Considered as one of the greatest performers of Khyal in India, Pandit Amiya Ranjan Bandyopadhyay was born on February 21, 1927. His family has been renowned as one of the richest in terms of musical tradition and proponents of Bengal’s own Bishnupur Gharana of Indian Classical Music, a tradition that goes back over a hundred and fifty years. His father was the legendary Sangeetacharya Satya Kinkar Bandyopadhyay. At present, Pandit Amiya Ranjan Bandyopadhyay is among the most senior Khyal artistes performing in. He is of equal renown as a proficient teacher of classical music, largely due to his artistic skill as well as analytic insight into music. Besides being one of the founding fathers, he has also been the Head of the Department of Vocal Music of Rabindra Bharati University. Following a teaching career that lasted over thirty years, he finally took retirement in 1992. In the year 2000 he was appointed as a Visiting Professor of Music in Viswa Bharati. He continues to serve in selection Board of several Universities.
Elaborating upon the richness of raga based music, Pandit Amiya Ranjan Bandyopadhyay talks about multiple forms including pure Dhrupad or the modern Bengali songs. The latter assumes its form primarily because of the use of a chord structure borrowed from Western Music, the underlying melody however remains essentially raga based. But as for his personal preference, he finds Khyal to be unmatched. Even though he acknowledges the power and richness of Dhrupad, he considers that as a performer he should also respect the demand and taste of his audience, which he found to be more, inclined towards Khyal than Dhrupad. Thus, even though he hails from a Dhrupad-rich Gharana, he had adopted himself to Khyal.
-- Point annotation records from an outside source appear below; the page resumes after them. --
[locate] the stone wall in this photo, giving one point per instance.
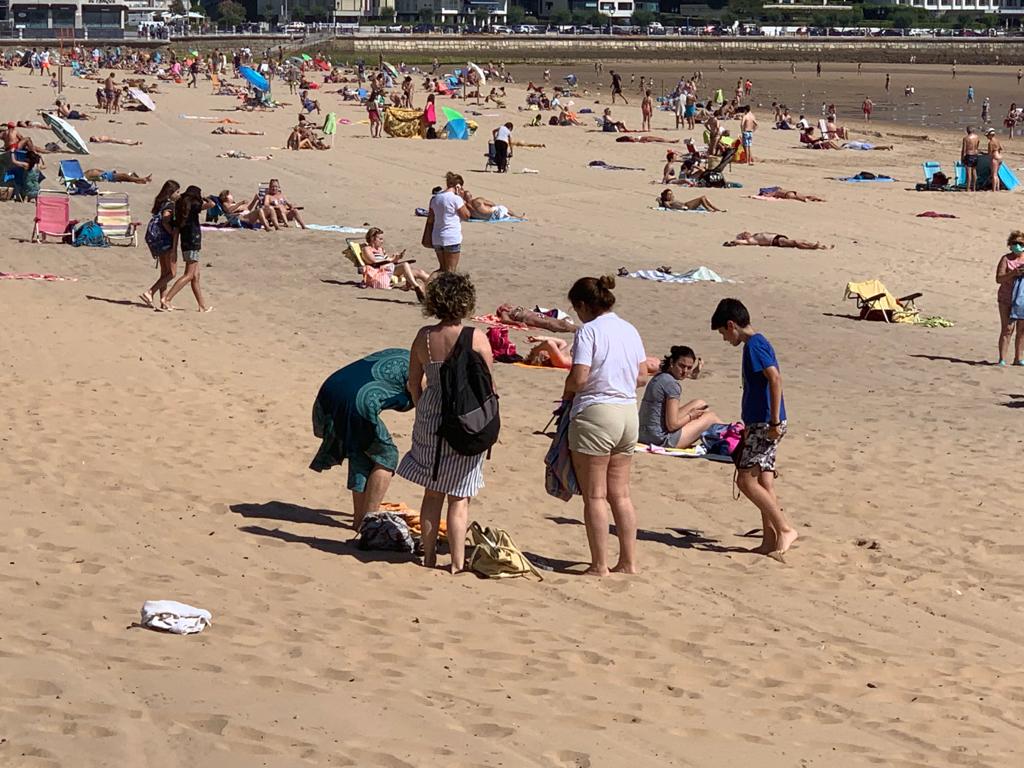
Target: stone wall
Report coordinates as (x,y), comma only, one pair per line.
(556,49)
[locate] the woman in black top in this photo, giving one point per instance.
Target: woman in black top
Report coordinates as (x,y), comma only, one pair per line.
(186,211)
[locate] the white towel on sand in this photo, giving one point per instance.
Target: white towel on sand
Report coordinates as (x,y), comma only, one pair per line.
(170,615)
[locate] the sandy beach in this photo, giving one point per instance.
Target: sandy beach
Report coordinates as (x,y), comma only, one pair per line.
(164,455)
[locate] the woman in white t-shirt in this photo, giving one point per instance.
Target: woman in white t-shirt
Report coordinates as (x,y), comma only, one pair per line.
(448,209)
(608,363)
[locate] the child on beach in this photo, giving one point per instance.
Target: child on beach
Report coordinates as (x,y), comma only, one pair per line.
(764,417)
(186,211)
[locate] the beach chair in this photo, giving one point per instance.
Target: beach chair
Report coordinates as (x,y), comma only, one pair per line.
(876,303)
(52,215)
(114,217)
(71,171)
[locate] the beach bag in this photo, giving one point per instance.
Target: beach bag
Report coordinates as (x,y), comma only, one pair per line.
(157,238)
(501,347)
(385,531)
(470,421)
(89,233)
(493,554)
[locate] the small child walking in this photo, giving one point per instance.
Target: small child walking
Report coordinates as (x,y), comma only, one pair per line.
(186,211)
(764,417)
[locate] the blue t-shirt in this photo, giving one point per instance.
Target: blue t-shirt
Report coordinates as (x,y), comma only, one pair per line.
(758,354)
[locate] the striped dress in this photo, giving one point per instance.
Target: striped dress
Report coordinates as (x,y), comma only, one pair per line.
(457,475)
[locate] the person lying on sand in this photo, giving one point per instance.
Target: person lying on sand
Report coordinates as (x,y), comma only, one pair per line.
(513,313)
(220,129)
(772,240)
(791,195)
(94,174)
(110,140)
(668,200)
(486,210)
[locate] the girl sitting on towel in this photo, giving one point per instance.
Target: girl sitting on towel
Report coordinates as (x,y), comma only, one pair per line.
(664,420)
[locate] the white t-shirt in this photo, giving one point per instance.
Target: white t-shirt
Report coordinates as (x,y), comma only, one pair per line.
(613,350)
(448,224)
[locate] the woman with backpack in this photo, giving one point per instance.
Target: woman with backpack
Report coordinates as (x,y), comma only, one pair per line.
(186,211)
(161,237)
(434,462)
(608,363)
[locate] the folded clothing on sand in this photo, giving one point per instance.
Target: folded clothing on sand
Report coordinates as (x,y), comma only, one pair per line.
(178,619)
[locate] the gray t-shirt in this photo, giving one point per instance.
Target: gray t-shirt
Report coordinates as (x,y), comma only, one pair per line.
(663,387)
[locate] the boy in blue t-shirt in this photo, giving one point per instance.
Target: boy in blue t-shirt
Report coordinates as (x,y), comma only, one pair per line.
(764,417)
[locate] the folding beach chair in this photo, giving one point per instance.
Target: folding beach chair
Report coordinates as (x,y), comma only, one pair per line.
(114,217)
(931,168)
(52,215)
(71,171)
(876,303)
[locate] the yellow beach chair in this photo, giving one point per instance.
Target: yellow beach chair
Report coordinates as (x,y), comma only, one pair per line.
(876,303)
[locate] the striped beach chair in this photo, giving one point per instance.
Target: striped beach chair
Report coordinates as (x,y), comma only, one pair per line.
(114,217)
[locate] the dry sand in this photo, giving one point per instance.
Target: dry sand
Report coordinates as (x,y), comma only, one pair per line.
(150,456)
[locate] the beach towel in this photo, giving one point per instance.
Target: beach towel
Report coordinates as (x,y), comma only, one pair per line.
(36,275)
(700,274)
(338,228)
(608,167)
(494,320)
(178,619)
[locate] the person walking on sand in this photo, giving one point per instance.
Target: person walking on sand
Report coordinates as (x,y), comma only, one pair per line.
(1008,272)
(186,211)
(616,87)
(764,417)
(748,125)
(608,363)
(161,237)
(994,157)
(431,462)
(969,157)
(646,111)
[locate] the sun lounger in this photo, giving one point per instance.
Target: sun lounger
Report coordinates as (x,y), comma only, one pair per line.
(52,215)
(114,217)
(876,303)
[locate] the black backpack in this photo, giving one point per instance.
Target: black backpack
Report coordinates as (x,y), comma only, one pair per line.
(470,421)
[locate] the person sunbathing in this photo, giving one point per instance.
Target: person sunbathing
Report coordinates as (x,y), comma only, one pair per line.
(668,200)
(773,240)
(791,195)
(486,210)
(95,174)
(220,129)
(110,140)
(530,318)
(280,210)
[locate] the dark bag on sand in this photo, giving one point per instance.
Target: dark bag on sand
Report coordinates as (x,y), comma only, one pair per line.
(470,421)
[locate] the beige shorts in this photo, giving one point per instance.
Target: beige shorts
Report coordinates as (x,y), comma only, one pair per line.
(604,429)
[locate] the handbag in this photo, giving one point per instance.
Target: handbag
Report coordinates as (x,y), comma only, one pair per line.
(427,241)
(495,555)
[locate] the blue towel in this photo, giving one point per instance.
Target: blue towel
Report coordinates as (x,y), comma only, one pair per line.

This idea of adapting to the changes and demands of the day and age, Pandit Amiya Ranjan Bandyopadhyay talks the importance of remaining contemporary despite the apparently rigid paradigms of Indian Classical Music, both theory and practice. He talks at length about the technical and grammatical shifts that seemed to have taken place over the years and how certain styles have become popular while others have become obsolete. He further draws attention to the fact that there has been a dominant tendency of the gharanas slowing erasing out their nuanced differences and moving towards a rather homogenous and standardized idea of music, owing largely to an increased cultural exchange among gharanas. At the same time, the idea of publicity has also increased and many a time, the very appreciation or evaluation of an artiste is being judged according to his or her publicity. He concludes by stating his idea of field and focus whereby he emphasizes on the significance of music over words, in a song. That is, the tune is the focus while the words remain within the field of vision.